An international team of scientists have written a new binary-coded message to potential intelligent life in the Milky Way.

The message, called Beacon in the Galaxy, updates the Arecibo radio message transmitted to the heavens in 1974. The new binary code aims to create a ‘universal means of communication’ with alien life through basic mathematical and physical concepts, according to reports.

The researchers, who have published their theories in a new paper, suggest that the message could be relayed to space.

However, Dr Anders Sandberg of Oxford University’s Future of Humanity Institute, urged caution.

He told BBC Radio 4’s Today Programme on Easter Monday: “The simple idea would be that either aliens might contact us and have good news or be helpful or they are dangerous.

“You could say, well, the risk equation, if something threatens the species that would weigh more heavily than the good news.

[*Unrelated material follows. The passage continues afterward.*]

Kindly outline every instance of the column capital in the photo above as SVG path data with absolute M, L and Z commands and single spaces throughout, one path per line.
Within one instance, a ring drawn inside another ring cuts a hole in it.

“And many people would say, of course, well we are a primitive young species and we’ve seen in earth’s history if we have a civilisation that is powerful encounters a more primitive society that has usually not turned out so well for the primitive society.

“That’s a bit simplistic but there are reasons to be concerned that maybe we shouldn’t just be sending out messages willy nilly.”

Asked by presenter Nick Robinson whether people simply didn’t take the search for alien life forms seriously, Dr Sandberg acknowledged that the ‘giggle factor has been thoroughly high’.

But he said that it would be a ‘good idea to figure out why the sky is empty’.

“Many people have a hard time bringing in the idea that searching for extra-terrestrial intelligence is a serious pursuit and might actually matter quite a lot for understanding our own options,” he told the Today Programme.

“I’m from the Future of Humanity Institute and it might seem strange that I have opinions about aliens.

“But the reason is that an apparently silent sky seems to give us some evidence about our own chances. Maybe it is that intelligence is a very transient thing and tends to destroy itself.”

In their paper, the Beacon in the Galaxy researchers acknowledged concerns that alien life could wipe out humanity.

But they added: “Logic suggests a species which has reached sufficient complexity to achieve communication through the cosmos would also very likely have attained high levels of cooperation amongst themselves and thus will know the importance of peace and collaboration.”